The Darro River cuts a swath between the two hills of the Alhambra and Albaicín before it disappears beneath the city at the Plaza Nueva. This nexus of patio restaurants and gawking tourists was borne out of the city’s need for greater space following the completion of the sprawling Royal Chancellery, a 16th-century Renaissance palace commissioned by the Catholic monarchs. The resulting plaza was built (after many unsuccessful attempts) atop the dwindling river and soon became a great converging point of the Granadinos and a popular spot for bullfights. In illustrating Washington Irving’s book, Tales of the Alhambra, Joseph Pennell would spend many of his days drawing the plaza, particularly its crowning structure, the Chancery Palace.

The Plaza de Santa Ana was later added on to the Plaza Nueva and has since become an integral part of the whole. This narrow stretch runs between the Alhambra and Albaicín along Calle Sacromonte, past the Arabic Baths dating to the 11th century and the ruins of El Cadi bridge leading to the Mudéjar Church of Santa Ana and its portico and tower of glazed tiles inspired by Arab minarets. Restaurants and storefronts to the south and sun-drenched patios to the north line the road beneath the looming Torre de la Vela (Tower of the Alcazaba). The Church of Santa Ana represents the best in Granadino architecture and houses works of art by Diego de Aranda, Jose Risueno and Jose de Mora.

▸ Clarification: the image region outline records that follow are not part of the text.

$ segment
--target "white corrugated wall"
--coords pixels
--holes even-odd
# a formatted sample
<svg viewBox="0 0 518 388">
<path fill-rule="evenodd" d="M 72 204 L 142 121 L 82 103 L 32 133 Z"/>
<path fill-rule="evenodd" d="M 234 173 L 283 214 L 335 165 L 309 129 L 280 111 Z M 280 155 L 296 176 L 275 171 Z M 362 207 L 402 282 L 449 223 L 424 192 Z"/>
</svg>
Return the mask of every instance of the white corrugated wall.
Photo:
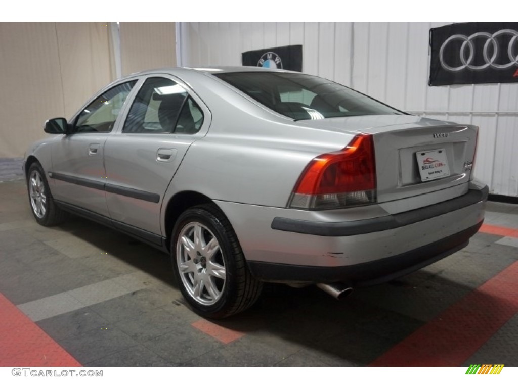
<svg viewBox="0 0 518 388">
<path fill-rule="evenodd" d="M 181 23 L 184 66 L 239 65 L 250 50 L 302 44 L 303 71 L 404 111 L 479 126 L 475 173 L 518 197 L 518 84 L 428 86 L 429 31 L 449 23 Z"/>
</svg>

The food is pricier in Plaza Nueva than the rest of the Granada but the atmosphere is well worth it. Once the sun has set and the restaurants have closed, Plaza Nueva (and more particularly the areas surrounding it) is transformed into a lively dig of bars and taverns with people overflowing into the streets and plaza. Plaza Nueva is the gateway to the Alhambra, the Albaicín and the Sacromonte. A busy taxi line and Mini Bus pickup make travel to and from the Plaza a breeze. Most likely, you won’t want to leave.

La Catedral

Construction on the Catedral of Granada was commissioned in 1502 shortly after the town was reclaimed from the Moors. Designed by the architect San Juan Evangelista, the Cathedral is a mixture of Gothic and Renaissance styles. The Catholic monarchs, Ferdinand and Isabella, were entombed in its royal chapel in 1521 and haven’t moved since.